Die Kritik am zu A./ und C./ konstatierten Tatzeitraum (1. Jänner 2004 bis 31. Oktober 2010), die G***** GmbH sei erst am 19. November 2004 gegründet worden, übergeht die Urteilsannahmen, wonach auch die Rechtsvorgängerin der G***** GmbH, das Einzelunternehmen Mag. pharm. Dieter G*****, in dem vom Beschwerdeführer relevierten Zeitraum über keine Bewilligung nach § 6 Abs 1 Z 1 SMG (vgl US 14 letzter Absatz) verfügte. Im Übrigen vermag die Beschwerde nicht darzulegen, weshalb der Wegfall der Täterschaft hinsichtlich einzelner der im Rahmen einer gleichartigen Verbrechensmenge bloß pauschal individualisierten Taten den Schuldspruch oder die Subsumtion berühren würde (RIS‑Justiz RS0116736).
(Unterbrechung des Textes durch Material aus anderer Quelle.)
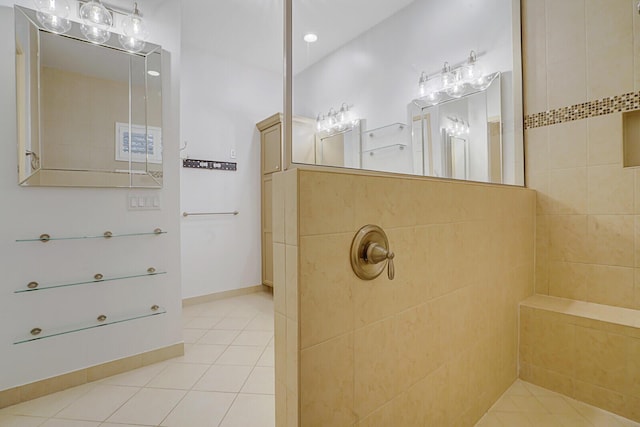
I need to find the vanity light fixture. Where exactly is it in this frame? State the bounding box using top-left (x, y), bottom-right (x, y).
top-left (446, 116), bottom-right (470, 137)
top-left (316, 103), bottom-right (358, 134)
top-left (119, 2), bottom-right (148, 53)
top-left (415, 51), bottom-right (499, 107)
top-left (79, 0), bottom-right (112, 44)
top-left (303, 33), bottom-right (318, 43)
top-left (34, 0), bottom-right (72, 34)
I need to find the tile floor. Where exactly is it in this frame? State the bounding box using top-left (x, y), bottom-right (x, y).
top-left (475, 379), bottom-right (640, 427)
top-left (2, 291), bottom-right (639, 427)
top-left (0, 291), bottom-right (275, 427)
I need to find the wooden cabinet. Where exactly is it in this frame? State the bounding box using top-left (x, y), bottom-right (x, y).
top-left (257, 114), bottom-right (283, 288)
top-left (257, 114), bottom-right (315, 287)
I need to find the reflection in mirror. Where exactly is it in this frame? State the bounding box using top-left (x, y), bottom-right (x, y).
top-left (291, 0), bottom-right (522, 185)
top-left (411, 74), bottom-right (502, 183)
top-left (15, 6), bottom-right (163, 188)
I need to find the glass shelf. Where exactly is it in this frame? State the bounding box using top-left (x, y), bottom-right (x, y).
top-left (16, 228), bottom-right (166, 243)
top-left (14, 306), bottom-right (166, 344)
top-left (362, 122), bottom-right (407, 139)
top-left (15, 269), bottom-right (166, 293)
top-left (362, 143), bottom-right (408, 156)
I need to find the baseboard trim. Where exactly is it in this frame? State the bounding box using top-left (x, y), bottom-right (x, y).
top-left (0, 342), bottom-right (184, 410)
top-left (182, 284), bottom-right (271, 307)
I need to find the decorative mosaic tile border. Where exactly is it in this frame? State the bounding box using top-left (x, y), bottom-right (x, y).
top-left (524, 91), bottom-right (640, 129)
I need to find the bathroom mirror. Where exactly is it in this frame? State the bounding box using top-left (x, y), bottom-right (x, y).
top-left (291, 0), bottom-right (523, 185)
top-left (15, 6), bottom-right (163, 188)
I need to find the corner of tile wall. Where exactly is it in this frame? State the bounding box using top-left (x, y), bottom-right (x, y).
top-left (272, 168), bottom-right (300, 427)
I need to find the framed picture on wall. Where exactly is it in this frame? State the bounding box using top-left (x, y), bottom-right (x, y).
top-left (115, 122), bottom-right (162, 164)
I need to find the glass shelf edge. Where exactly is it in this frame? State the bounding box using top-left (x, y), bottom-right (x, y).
top-left (14, 272), bottom-right (167, 293)
top-left (16, 231), bottom-right (167, 243)
top-left (13, 309), bottom-right (167, 344)
top-left (362, 143), bottom-right (408, 154)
Weshalb es zu A./1./ bis 4./ (Aus- und Einfuhr von Suchtgift) Konstatierungen bedürfte, „auf welche konkrete Weise der Angeklagte die Ausfuhr organisierte“ macht die Rüge, die sich überdies nicht an der Gesamtheit der in den Entscheidungsgründen getroffenen Feststellungen zur Organisation des Transportes der Suchtgifte nach Deutschland und Dänemark orientiert (US 2 iVm US 15, 21 und 31; vgl dazu RIS-Justiz RS0088197), nicht klar.
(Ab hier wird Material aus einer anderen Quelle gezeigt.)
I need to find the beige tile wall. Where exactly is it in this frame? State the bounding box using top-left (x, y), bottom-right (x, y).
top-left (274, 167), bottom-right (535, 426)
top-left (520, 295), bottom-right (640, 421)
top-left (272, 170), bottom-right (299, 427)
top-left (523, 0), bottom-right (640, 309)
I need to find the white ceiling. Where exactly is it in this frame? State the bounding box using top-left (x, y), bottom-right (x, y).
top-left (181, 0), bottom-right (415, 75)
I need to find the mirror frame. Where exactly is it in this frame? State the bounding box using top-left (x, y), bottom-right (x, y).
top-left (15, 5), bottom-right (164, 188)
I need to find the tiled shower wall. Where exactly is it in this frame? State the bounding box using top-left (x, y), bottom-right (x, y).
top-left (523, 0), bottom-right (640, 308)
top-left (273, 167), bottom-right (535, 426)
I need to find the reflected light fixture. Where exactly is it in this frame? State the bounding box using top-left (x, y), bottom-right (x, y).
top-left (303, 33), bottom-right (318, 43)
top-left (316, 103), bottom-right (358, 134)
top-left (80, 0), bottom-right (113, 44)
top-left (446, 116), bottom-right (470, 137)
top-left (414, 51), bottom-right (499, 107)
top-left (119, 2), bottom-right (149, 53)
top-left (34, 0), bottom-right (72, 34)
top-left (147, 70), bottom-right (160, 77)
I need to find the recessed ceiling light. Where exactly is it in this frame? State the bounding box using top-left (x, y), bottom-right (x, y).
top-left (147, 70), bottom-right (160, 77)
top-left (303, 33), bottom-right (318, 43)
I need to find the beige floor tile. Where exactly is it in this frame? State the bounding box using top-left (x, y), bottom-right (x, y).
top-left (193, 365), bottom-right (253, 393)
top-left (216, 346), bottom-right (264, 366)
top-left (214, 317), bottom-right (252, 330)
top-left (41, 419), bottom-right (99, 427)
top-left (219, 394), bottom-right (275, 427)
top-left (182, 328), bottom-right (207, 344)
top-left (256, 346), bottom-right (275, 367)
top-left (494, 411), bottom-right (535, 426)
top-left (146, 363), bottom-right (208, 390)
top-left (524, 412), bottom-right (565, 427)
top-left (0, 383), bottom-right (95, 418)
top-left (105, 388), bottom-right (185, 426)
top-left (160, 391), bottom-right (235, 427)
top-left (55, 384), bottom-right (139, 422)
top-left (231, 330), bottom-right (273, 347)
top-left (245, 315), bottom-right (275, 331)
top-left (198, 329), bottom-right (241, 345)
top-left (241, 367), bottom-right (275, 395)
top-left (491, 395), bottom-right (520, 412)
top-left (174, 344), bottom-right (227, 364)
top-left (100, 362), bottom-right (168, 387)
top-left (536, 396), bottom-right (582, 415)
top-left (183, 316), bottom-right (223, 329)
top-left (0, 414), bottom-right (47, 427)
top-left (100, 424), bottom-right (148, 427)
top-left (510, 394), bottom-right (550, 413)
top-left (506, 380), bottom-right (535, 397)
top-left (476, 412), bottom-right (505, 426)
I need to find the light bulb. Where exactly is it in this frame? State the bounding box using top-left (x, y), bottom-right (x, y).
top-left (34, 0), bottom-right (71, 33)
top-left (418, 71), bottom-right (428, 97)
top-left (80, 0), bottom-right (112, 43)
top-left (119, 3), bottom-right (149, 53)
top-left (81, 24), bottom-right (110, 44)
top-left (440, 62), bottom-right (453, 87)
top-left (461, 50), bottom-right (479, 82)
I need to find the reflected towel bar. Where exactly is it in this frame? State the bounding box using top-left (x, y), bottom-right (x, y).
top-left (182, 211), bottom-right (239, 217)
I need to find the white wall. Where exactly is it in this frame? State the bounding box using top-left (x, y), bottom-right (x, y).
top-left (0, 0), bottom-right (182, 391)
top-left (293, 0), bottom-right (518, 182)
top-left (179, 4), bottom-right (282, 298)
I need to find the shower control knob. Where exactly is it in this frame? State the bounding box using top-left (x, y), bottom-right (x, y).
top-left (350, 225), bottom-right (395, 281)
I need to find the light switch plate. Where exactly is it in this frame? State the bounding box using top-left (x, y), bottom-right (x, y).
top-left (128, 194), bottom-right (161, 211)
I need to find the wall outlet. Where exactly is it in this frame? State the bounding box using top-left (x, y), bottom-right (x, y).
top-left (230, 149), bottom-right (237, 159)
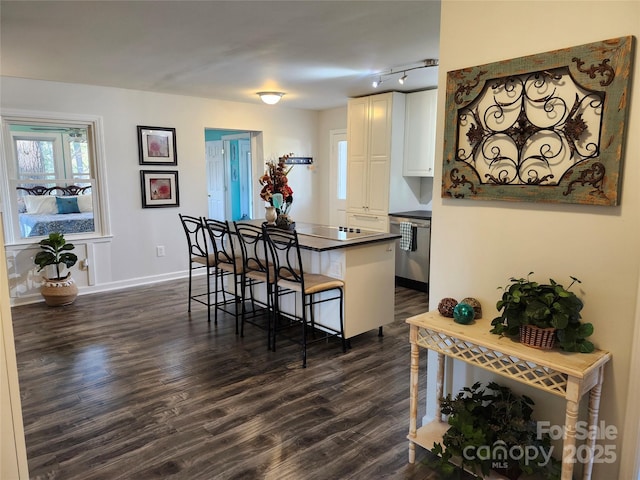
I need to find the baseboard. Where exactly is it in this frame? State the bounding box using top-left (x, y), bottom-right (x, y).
top-left (10, 271), bottom-right (191, 307)
top-left (395, 276), bottom-right (429, 293)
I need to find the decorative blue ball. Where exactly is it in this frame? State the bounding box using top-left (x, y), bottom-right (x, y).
top-left (453, 302), bottom-right (475, 325)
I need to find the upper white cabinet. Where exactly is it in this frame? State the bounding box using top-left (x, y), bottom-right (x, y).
top-left (403, 89), bottom-right (437, 177)
top-left (346, 92), bottom-right (405, 230)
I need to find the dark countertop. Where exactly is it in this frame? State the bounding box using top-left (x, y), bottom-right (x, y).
top-left (237, 220), bottom-right (400, 252)
top-left (297, 230), bottom-right (400, 252)
top-left (294, 223), bottom-right (399, 252)
top-left (388, 210), bottom-right (432, 220)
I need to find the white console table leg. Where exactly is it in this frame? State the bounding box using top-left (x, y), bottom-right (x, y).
top-left (435, 352), bottom-right (444, 421)
top-left (562, 398), bottom-right (579, 480)
top-left (582, 367), bottom-right (604, 480)
top-left (408, 326), bottom-right (418, 464)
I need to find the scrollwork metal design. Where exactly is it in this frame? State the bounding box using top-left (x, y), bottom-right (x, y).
top-left (443, 36), bottom-right (631, 206)
top-left (455, 67), bottom-right (604, 187)
top-left (563, 162), bottom-right (607, 199)
top-left (448, 168), bottom-right (478, 198)
top-left (572, 57), bottom-right (615, 86)
top-left (454, 70), bottom-right (488, 105)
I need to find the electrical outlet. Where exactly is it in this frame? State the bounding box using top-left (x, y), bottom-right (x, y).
top-left (156, 246), bottom-right (165, 257)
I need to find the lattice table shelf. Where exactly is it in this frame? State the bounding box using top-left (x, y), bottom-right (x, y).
top-left (406, 310), bottom-right (611, 480)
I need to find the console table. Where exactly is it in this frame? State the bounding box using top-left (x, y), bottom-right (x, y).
top-left (407, 310), bottom-right (611, 480)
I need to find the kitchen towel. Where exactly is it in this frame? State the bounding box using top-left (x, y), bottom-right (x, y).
top-left (400, 222), bottom-right (417, 251)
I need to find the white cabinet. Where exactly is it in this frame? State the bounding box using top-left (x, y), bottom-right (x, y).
top-left (346, 92), bottom-right (405, 231)
top-left (403, 89), bottom-right (437, 177)
top-left (346, 212), bottom-right (389, 233)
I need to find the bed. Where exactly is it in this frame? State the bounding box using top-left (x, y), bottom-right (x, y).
top-left (17, 185), bottom-right (94, 238)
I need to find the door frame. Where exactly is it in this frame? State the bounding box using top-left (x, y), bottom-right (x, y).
top-left (205, 129), bottom-right (260, 221)
top-left (205, 140), bottom-right (226, 221)
top-left (221, 132), bottom-right (251, 221)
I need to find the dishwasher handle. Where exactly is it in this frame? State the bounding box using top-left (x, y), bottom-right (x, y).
top-left (389, 219), bottom-right (431, 229)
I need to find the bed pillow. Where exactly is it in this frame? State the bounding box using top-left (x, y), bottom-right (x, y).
top-left (56, 196), bottom-right (81, 214)
top-left (77, 194), bottom-right (93, 213)
top-left (24, 195), bottom-right (57, 214)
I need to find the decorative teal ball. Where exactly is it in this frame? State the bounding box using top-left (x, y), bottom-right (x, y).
top-left (453, 303), bottom-right (475, 324)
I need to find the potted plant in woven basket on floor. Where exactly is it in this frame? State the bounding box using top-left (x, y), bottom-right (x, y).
top-left (490, 273), bottom-right (595, 353)
top-left (34, 232), bottom-right (79, 306)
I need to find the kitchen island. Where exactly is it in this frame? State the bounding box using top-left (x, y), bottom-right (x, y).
top-left (244, 221), bottom-right (400, 339)
top-left (296, 223), bottom-right (400, 339)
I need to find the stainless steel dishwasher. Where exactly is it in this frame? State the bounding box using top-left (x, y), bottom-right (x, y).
top-left (388, 212), bottom-right (431, 292)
Zu C./ bleibt anzumerken, dass der Schuldspruch ungeachtet des Fehlens von Feststellungen zu einzelnen Tatzeiten ‑ entgegen der Stellungnahme der Generalprokuratur ‑ rechtsirrtumsfrei (auch betreffend vor dem 1. Jänner 2008 gesetzter Taten [iS einzelner tatbestandlicher Handlungseinheiten, RIS‑Justiz RS0124018]) nach § 31a Abs 1 fünfter Fall und Abs 2 SMG idF BGBl I 2007/110 erfolgt ist, war doch die vormalige Bestimmung des § 31 Abs 2 SMG idF BGBl I 1997/112 (bis zu fünf Jahre Freiheitsstrafe) für den Angeklagten nicht günstiger (§ 61 zweiter Satz StGB; vgl RIS‑Justiz RS0119085). Im Übrigen wurde die Grenzmenge nach den Urteilsfeststellungen (US 15 f iVm 32 f) um das rund 450‑fache überschritten.
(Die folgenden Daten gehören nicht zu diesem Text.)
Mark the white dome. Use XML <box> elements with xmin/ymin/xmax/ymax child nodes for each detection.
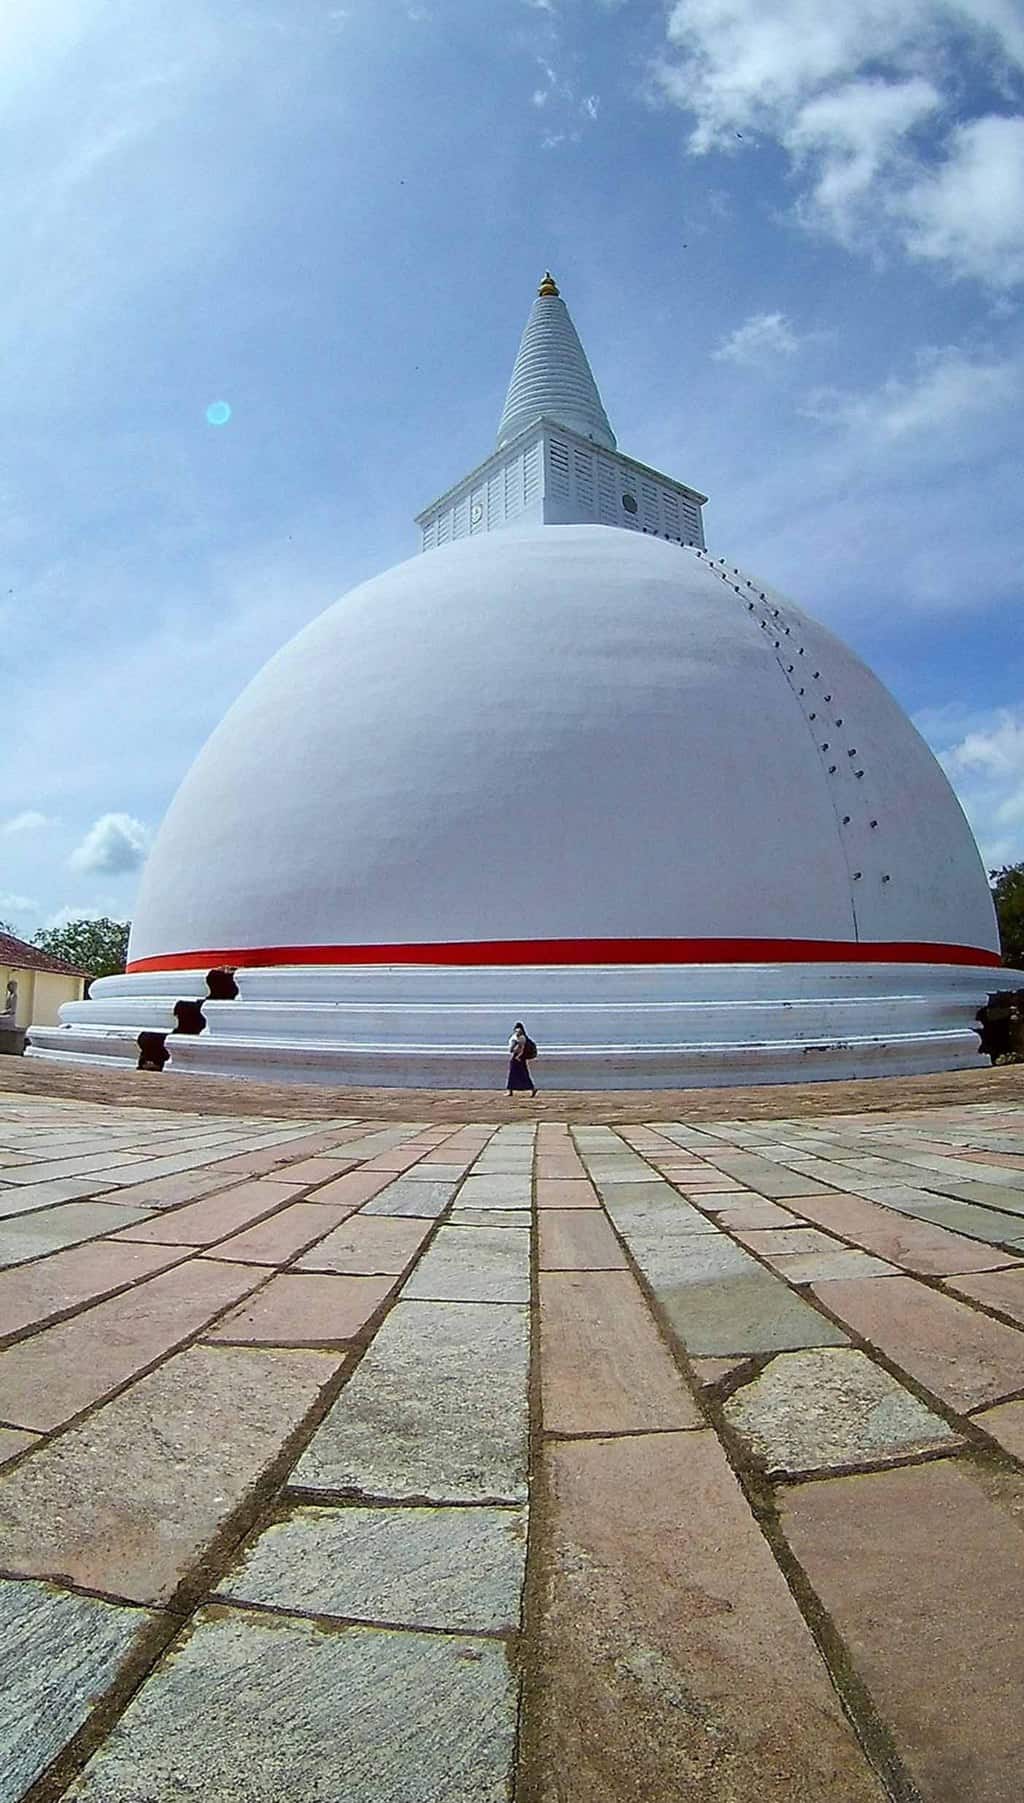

Die Nichtigkeitsbeschwerde war daher ‑ in Übereinstimmung mit der Stellungnahme der Generalprokuratur, jedoch entgegen der hiezu erstatteten Äußerung des Verteidigers ‑ bereits bei nichtöffentlicher Beratung sofort zurückzuweisen (§ 285d Abs 1 StPO). Daraus folgt die Zuständigkeit des Oberlandesgerichts zur Entscheidung über die Berufung (§ 285i StPO).
Die Kostenentscheidung gründet sich auf § 390a Abs 1 StPO.